4) Meet up with my friend Matt, head to the park and play a game of cribbage.
5) Wander around the city, looking for free things to do. Yesterday I visited the Pantheon and a Gothic church, they were beautiful, and once I start feeling like enough of a tourist to bust out my camera, I'll post some photos.
6) Try to appease the rumbly in my tumbly.
7) Steal internet: look for jobs, send off resumes, explain that I'm not in possession of a working permit, lather, rinse, repeat. E-mail family and friends, check out the weather in VT, hit up CNN to make sure the world is still in it's current state, write a blog.
8) Another game of cribbage, another chapter from my book, another five pages of writing in my journal.
9) Stare at the wall for a number of hours.
10) Fall asleep in the hostel with the light on, in a room that's 80 degrees, under a down comforter, on the top bunk.
11) Wake up numerous times during the night and actually wish I was back in Cesano where I had a room to myself and bed on the floor.
12) Have weird dreams.
Yeah, that's pretty much it. So while I've been hitting up these free tourist places, I've not only felt like a tourist, but acted like one (I never really stopped, seeing as how I still carry my backpack around, only because I'm too frugal to buy a different bag that will hold all of my stuff right now).
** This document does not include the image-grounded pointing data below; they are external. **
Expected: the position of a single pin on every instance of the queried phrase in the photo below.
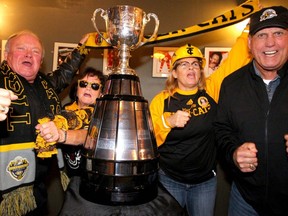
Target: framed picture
(110, 60)
(214, 57)
(3, 43)
(162, 60)
(61, 50)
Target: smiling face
(24, 55)
(269, 47)
(86, 95)
(188, 73)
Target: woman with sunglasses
(182, 117)
(84, 93)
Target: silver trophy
(120, 153)
(125, 28)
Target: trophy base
(112, 190)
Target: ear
(249, 41)
(174, 74)
(5, 55)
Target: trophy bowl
(125, 26)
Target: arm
(63, 75)
(161, 128)
(51, 133)
(6, 97)
(239, 156)
(238, 56)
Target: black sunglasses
(84, 84)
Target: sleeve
(226, 138)
(63, 75)
(161, 128)
(238, 56)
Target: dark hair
(219, 54)
(90, 72)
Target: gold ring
(252, 167)
(4, 109)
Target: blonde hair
(20, 33)
(171, 83)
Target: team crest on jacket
(17, 168)
(203, 102)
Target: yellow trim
(17, 146)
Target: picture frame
(110, 60)
(162, 57)
(3, 43)
(214, 57)
(61, 50)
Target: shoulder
(239, 75)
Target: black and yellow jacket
(22, 174)
(188, 154)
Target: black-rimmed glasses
(84, 84)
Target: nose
(270, 41)
(28, 53)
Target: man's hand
(245, 157)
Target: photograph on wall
(61, 50)
(214, 57)
(110, 60)
(162, 57)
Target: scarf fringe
(18, 202)
(64, 180)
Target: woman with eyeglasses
(182, 116)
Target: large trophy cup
(120, 156)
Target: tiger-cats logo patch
(17, 168)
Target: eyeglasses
(186, 65)
(84, 84)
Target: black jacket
(245, 115)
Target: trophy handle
(105, 17)
(154, 35)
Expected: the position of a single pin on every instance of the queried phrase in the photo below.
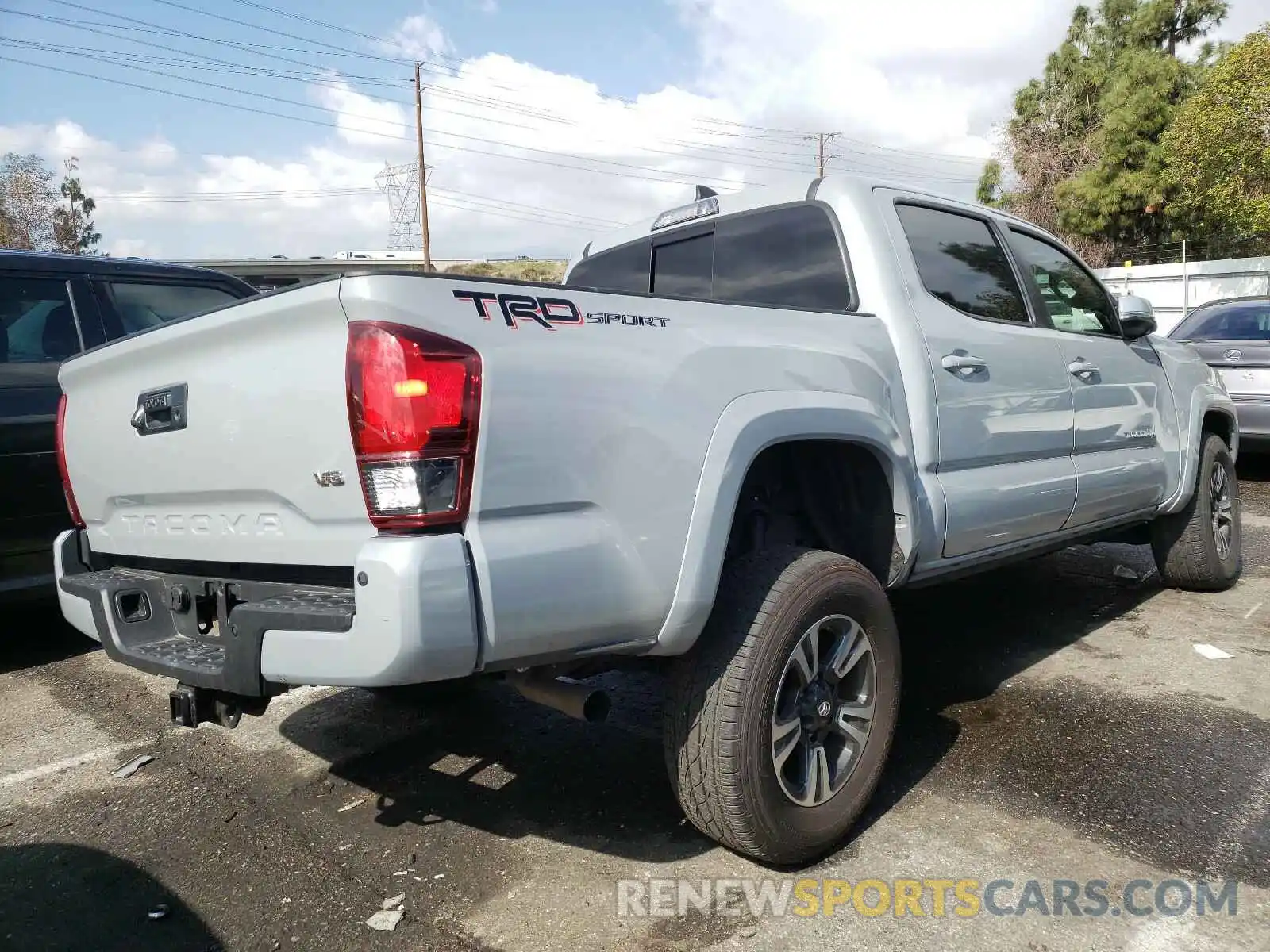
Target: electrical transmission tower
(823, 144)
(400, 183)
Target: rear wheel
(779, 721)
(1200, 547)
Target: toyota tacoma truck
(714, 447)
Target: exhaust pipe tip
(569, 697)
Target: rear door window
(38, 321)
(962, 264)
(622, 270)
(1073, 298)
(143, 305)
(683, 268)
(785, 257)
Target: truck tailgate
(258, 465)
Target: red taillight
(413, 404)
(61, 463)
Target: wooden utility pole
(822, 141)
(423, 177)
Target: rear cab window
(137, 305)
(960, 262)
(38, 321)
(783, 257)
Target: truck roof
(761, 196)
(102, 266)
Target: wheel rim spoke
(823, 710)
(850, 647)
(806, 655)
(817, 781)
(852, 720)
(785, 739)
(1222, 511)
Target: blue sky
(625, 48)
(548, 121)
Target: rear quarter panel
(594, 438)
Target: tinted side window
(787, 257)
(37, 319)
(625, 268)
(962, 264)
(146, 305)
(1241, 321)
(1072, 296)
(683, 268)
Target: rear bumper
(413, 620)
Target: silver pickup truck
(714, 447)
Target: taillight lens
(413, 405)
(61, 463)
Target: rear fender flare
(749, 425)
(1204, 399)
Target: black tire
(717, 727)
(1185, 543)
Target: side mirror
(1137, 317)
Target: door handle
(1083, 368)
(963, 365)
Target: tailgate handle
(160, 410)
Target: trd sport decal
(549, 311)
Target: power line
(341, 51)
(476, 99)
(117, 59)
(313, 22)
(385, 135)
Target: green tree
(25, 187)
(74, 232)
(1218, 146)
(1083, 140)
(990, 184)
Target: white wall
(1204, 281)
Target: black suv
(51, 308)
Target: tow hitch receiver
(192, 706)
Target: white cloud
(920, 75)
(419, 37)
(362, 120)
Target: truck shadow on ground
(65, 896)
(605, 787)
(36, 634)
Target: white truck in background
(718, 444)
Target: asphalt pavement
(1058, 727)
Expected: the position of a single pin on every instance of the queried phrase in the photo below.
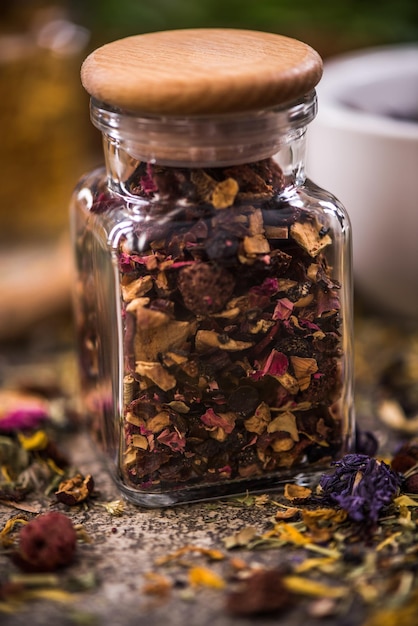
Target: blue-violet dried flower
(361, 485)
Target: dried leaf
(34, 441)
(241, 538)
(293, 491)
(314, 563)
(308, 587)
(204, 577)
(213, 554)
(210, 339)
(308, 237)
(115, 507)
(157, 585)
(224, 193)
(157, 373)
(285, 422)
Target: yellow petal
(307, 587)
(36, 441)
(202, 576)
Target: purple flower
(21, 412)
(361, 485)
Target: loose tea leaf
(231, 322)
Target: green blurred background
(48, 141)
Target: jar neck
(204, 142)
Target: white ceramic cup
(363, 147)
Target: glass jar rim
(221, 140)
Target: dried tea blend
(213, 303)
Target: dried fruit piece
(262, 592)
(75, 490)
(205, 288)
(46, 543)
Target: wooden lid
(201, 71)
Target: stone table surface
(107, 583)
(120, 550)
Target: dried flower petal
(21, 411)
(202, 576)
(308, 236)
(361, 485)
(296, 492)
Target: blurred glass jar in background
(45, 137)
(41, 111)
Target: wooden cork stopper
(201, 71)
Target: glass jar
(213, 297)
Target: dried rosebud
(21, 411)
(410, 484)
(405, 458)
(366, 443)
(262, 592)
(46, 543)
(75, 490)
(361, 485)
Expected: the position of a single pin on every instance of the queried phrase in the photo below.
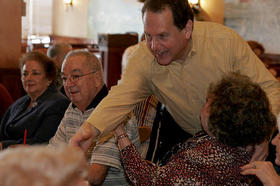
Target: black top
(41, 120)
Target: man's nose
(154, 45)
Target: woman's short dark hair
(240, 112)
(47, 63)
(180, 9)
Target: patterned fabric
(201, 160)
(103, 153)
(145, 113)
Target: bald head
(82, 77)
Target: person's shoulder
(212, 30)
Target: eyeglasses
(75, 77)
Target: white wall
(70, 21)
(114, 16)
(257, 20)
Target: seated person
(264, 170)
(235, 118)
(44, 166)
(5, 100)
(40, 111)
(83, 82)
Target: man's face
(82, 90)
(164, 39)
(276, 143)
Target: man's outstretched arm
(85, 136)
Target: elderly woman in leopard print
(235, 118)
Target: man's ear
(189, 29)
(98, 79)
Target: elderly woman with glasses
(235, 118)
(34, 118)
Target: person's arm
(60, 135)
(97, 173)
(85, 136)
(264, 171)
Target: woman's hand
(121, 137)
(264, 170)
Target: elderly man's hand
(84, 136)
(261, 152)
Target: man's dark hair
(240, 112)
(180, 9)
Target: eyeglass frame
(76, 78)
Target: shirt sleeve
(60, 135)
(246, 62)
(133, 88)
(108, 153)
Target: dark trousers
(166, 133)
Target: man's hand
(84, 136)
(263, 170)
(261, 152)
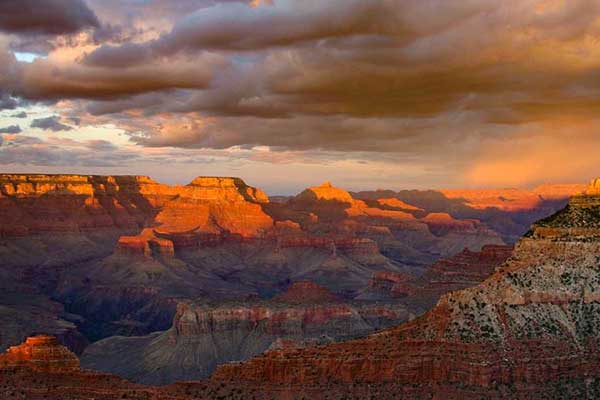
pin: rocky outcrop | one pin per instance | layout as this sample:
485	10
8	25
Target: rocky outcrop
43	353
306	292
465	269
204	336
529	331
42	203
So that is the basis as to why I broke down and went to dinner at Hard Rock Cafe last night. I know many of you are shaking your heads and saying, "Annie, Annie, Annie, YOU'RE IN ITALY!!! What are you doing going for American cuisine?!?!" Well, a number of factors go into this. Firstly, I don't have a kitchen in which I can cook, so even if I could get my hands on decent meat with which to make a hamburger, I'd be out of luck because of lack of utensils. Number two, I want cheddar cheese on my burger, and a stack of fries, and water with ice, and maybe even some bacon, and I'm willing to pay for it, especially since I'm living with ten million other tourists and feel out of place everywhere I go. I might as well splurge and go somewhere where the smell even reminds me of home (and oh how I miss that fresh Vermont air.) I'm tourist enough to a point that this morning a woman came straight up to me while I was coming off the escalator and started right off into English, she could just tell. I guess that's what you get for being 5'11" with blond hair and freckles in this country. Regardless, when that plate of American beef was placed in front of me, a beam of light came down upon me as the angels sang from above...or maybe it was the burned out lightbulb that the maintenance guy just fixed, but the effect was there, and it was so delicious, oh so gosh darn delicious, and I know that it will hold me over for the next two months, until I can get into the Shed in Stowe and order my own burger and beer for only $8.95. Word.